Ouais, ouais, tranquillement.

Vous aviez calculé votre coup depuis longtemps ?
Depuis que Mbappé a été transféré au PSG, et que son surnom « Donatello » est sorti dans la presse, on avait cette idée-là. Ça faisait marrer les joueurs, on s’est dit qu’on pouvait faire un truc là-dessus. On avait fait en sorte que les quatre Tortues Ninja soient réunies : j’étais Leonardo, mon frangin Raphael et le troisième, notre pote, Michelangelo. Les joueurs l’ont bien pris, c’est cool. C’est ce qu’on voulait : on ne voulait pas le faire pendant le jeu, parce que les joueurs sont tellement concentrés qu’ils n’ont pas le temps de relâcher la pression, on ne voulait pas déranger non plus. On est arrivé sur un but parce qu’ils ont déjà tous le sourire. On n’interrompt pas le jeu, et ils sont plus à même de rigoler et de fêter le but avec nous.

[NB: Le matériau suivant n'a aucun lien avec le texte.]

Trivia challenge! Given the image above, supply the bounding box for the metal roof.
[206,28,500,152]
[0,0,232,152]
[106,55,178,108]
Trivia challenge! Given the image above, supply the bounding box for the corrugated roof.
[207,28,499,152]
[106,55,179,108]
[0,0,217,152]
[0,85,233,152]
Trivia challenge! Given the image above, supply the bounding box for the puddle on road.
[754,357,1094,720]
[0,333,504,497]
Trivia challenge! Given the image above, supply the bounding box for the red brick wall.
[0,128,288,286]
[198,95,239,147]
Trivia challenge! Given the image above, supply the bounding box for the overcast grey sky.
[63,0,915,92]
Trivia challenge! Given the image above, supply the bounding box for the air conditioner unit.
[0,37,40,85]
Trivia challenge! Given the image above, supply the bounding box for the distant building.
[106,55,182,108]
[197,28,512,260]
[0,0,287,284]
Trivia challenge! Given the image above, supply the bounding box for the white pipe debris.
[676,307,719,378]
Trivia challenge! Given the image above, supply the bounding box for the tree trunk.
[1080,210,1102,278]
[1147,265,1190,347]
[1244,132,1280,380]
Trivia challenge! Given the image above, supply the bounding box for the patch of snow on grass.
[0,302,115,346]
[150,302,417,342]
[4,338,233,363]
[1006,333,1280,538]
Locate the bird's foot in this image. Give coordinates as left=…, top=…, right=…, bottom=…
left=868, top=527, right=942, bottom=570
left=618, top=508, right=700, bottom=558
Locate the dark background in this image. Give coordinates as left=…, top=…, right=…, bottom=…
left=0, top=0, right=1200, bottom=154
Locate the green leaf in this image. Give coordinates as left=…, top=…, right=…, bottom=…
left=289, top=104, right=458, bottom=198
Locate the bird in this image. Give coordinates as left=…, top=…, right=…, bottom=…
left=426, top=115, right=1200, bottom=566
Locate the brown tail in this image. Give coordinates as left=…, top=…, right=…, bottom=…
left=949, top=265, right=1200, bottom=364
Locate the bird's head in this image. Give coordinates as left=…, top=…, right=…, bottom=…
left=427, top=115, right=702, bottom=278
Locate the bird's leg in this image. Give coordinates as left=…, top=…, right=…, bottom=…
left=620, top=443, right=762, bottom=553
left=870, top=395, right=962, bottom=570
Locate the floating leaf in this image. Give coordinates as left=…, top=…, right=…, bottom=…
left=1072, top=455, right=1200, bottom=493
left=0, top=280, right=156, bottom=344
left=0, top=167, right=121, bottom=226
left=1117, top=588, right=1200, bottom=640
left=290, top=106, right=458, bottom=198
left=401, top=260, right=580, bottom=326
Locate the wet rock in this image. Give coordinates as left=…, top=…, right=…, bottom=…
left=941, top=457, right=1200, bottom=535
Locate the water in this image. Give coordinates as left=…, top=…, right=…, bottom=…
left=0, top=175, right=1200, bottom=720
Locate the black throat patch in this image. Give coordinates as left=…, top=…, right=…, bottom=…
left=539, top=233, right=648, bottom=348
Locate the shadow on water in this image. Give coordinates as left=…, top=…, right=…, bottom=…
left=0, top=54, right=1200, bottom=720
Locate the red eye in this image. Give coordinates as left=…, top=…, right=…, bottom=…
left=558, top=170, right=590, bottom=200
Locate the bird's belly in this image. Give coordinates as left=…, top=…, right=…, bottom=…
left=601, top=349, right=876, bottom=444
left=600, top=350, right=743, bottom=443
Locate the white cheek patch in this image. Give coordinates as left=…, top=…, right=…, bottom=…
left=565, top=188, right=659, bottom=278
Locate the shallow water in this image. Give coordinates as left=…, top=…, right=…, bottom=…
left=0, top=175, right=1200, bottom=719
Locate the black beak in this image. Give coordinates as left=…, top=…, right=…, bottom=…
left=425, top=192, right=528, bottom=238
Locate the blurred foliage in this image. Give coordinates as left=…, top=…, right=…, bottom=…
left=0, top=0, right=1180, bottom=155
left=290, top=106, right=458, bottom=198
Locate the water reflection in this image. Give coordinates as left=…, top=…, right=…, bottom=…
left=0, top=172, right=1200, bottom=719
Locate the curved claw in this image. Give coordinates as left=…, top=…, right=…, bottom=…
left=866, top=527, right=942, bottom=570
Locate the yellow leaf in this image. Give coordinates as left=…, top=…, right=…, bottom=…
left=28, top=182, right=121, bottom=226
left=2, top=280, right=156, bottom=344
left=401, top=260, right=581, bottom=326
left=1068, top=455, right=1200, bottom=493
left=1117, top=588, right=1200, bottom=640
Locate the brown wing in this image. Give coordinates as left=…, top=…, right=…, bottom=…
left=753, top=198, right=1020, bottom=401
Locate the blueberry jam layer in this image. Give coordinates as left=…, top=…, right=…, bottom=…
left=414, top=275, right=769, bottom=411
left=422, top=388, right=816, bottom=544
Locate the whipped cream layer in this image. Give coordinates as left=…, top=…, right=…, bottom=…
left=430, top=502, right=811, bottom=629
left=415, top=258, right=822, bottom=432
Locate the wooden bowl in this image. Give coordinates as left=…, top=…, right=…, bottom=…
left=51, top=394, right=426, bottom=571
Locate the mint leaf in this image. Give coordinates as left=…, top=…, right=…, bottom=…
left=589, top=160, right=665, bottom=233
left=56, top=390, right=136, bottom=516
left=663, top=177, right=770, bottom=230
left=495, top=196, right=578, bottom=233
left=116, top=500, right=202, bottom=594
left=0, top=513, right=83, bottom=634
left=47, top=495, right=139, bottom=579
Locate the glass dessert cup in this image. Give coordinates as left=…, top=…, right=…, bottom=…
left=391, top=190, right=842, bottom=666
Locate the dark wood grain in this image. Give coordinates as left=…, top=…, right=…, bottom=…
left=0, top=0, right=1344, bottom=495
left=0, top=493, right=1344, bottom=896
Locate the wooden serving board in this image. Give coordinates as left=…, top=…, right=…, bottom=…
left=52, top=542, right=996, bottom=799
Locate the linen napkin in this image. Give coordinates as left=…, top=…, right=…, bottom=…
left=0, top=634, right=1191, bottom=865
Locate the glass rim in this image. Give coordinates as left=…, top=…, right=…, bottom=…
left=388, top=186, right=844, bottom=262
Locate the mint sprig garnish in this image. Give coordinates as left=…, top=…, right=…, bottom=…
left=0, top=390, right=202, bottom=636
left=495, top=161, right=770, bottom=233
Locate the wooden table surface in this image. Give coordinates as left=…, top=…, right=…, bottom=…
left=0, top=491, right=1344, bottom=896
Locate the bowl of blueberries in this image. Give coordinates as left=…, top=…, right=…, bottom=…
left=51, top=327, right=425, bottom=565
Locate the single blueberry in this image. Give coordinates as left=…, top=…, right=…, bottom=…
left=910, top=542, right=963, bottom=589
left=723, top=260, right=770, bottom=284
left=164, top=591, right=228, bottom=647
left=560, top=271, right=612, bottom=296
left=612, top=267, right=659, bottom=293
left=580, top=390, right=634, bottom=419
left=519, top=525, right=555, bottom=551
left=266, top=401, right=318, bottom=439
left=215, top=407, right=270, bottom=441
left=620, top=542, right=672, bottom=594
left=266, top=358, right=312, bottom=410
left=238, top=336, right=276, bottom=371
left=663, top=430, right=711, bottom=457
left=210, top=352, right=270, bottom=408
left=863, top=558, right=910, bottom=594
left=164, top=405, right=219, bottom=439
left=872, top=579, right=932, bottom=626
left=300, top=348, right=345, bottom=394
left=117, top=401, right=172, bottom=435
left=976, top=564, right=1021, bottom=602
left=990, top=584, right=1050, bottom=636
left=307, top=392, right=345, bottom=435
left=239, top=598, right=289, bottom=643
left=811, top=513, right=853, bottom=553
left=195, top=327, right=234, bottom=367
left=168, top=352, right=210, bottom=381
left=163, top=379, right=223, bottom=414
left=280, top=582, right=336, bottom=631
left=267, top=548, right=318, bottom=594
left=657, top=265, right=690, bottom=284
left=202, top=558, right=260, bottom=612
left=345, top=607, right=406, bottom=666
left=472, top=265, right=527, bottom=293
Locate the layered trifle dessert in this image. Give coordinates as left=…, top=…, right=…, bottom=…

Tu as vu et compris le geste de Daniel Alves ?
Il fait le geste du sabre, mais je n'ai pas du tout tilté sur le coup ! On était dans le truc à fond. Je cours vers les joueurs, je vois Daniel Alves, et après je tourne la tête et je vois Mbappé, donc je cours vers lui. Je n’avais pas trop fait gaffe, mais j’ai remarqué ça en revoyant les images.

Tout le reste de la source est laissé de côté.